Business Associate shall maintain and make available to Covered Entity the information required to provide an accounting of disclosures in accordance with 45 CFR § 164.528. Business Associate shall make such information available within thirty (30) days of a written request.

2.8 Government Access

Business Associate shall make its internal practices, books, and records relating to the use and disclosure of PHI available to the Secretary of the U.S. Department of Health and Human Services for purposes of determining Covered Entity’s compliance with the HIPAA Rules.

2.9 Minimum Necessary

Business Associate shall request, use, and disclose only the minimum amount of PHI necessary to accomplish the intended purpose of the use, disclosure, or request, in accordance with 45 CFR §§ 164.502(b) and 164.514(d).

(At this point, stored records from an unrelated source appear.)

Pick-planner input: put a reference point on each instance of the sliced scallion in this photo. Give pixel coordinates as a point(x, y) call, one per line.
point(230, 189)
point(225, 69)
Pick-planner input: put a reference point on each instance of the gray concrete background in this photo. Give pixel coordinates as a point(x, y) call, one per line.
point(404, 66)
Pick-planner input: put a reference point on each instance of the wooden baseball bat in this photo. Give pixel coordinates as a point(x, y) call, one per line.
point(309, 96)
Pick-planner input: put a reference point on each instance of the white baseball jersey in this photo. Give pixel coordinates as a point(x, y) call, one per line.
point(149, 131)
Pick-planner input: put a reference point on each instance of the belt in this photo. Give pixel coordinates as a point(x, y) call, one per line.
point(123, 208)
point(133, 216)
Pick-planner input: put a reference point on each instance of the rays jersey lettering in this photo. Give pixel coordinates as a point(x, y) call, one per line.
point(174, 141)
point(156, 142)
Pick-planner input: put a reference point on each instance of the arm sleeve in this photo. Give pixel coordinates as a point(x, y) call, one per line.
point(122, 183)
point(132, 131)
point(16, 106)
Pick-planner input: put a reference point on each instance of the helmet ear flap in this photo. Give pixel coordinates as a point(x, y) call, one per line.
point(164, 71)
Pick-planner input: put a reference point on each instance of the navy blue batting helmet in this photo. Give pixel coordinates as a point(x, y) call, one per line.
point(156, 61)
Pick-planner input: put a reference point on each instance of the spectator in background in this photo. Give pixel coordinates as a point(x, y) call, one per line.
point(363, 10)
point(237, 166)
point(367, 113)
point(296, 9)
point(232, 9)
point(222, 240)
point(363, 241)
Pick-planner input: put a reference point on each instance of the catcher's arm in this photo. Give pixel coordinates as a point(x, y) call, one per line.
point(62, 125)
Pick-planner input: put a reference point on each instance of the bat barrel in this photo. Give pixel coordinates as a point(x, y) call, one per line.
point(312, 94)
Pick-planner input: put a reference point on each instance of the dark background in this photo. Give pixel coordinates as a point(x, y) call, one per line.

3. Obligations of Covered Entity

Covered Entity shall:

• Notify Business Associate of any limitations in the notice of privacy practices of Covered Entity under 45 CFR § 164.520, to the extent that such limitations may affect Business Associate’s use or disclosure of PHI.
• Notify Business Associate of any changes in, or revocation of, the permission by an individual to use or disclose PHI, to the extent that such changes may affect Business Associate’s use or disclosure of PHI.
• Notify Business Associate of any restrictions on the use or disclosure of PHI that Covered Entity has agreed to or is required to abide by under 45 CFR § 164.522, to the extent that such restrictions may affect Business Associate’s use or disclosure of PHI.
• Not request Business Associate to use or disclose PHI in any manner that would not be permissible under Subpart E of 45 CFR Part 164 if done by Covered Entity.

4. Term and Termination

4.1 Term

This BAA shall be effective as of the Effective Date and shall remain in effect for the duration of the Underlying Agreement, unless sooner terminated as provided herein.

4.2 Termination for Cause

Either Party may terminate this BAA if it determines that the other Party has violated a material term of this BAA. The non-breaching Party shall provide the breaching Party with written notice of the breach and afford the breaching Party thirty (30) days to cure. If the breach is not cured within such period, the non-breaching Party may terminate this BAA and the Underlying Agreement.

4.3 Effect of Termination

Upon termination of this BAA, Business Associate shall, at the direction of Covered Entity, return or destroy all PHI received from Covered Entity or created or received by Business Associate on behalf of Covered Entity. If return or destruction is not feasible, Business Associate shall extend the protections of this BAA to such PHI and limit further use and disclosure to those purposes that make return or destruction infeasible.

5. Miscellaneous

5.1 Regulatory References

A reference in this BAA to a section in the HIPAA Rules means the section as in effect or as amended.

5.2 Amendment

The Parties agree to take such action as is necessary to amend this BAA from time to time as necessary for compliance with the requirements of the HIPAA Rules and any other applicable law.

5.3 Survival

The respective rights and obligations of Business Associate under Section 4.3 of this BAA shall survive the termination of this BAA.

5.4 Interpretation

Any ambiguity in this BAA shall be interpreted to permit compliance with the HIPAA Rules.

5.5 Governing Law

This BAA shall be governed by and construed in accordance with the laws of the State of Florida, without regard to its conflict of laws principles, to the extent not preempted by federal law.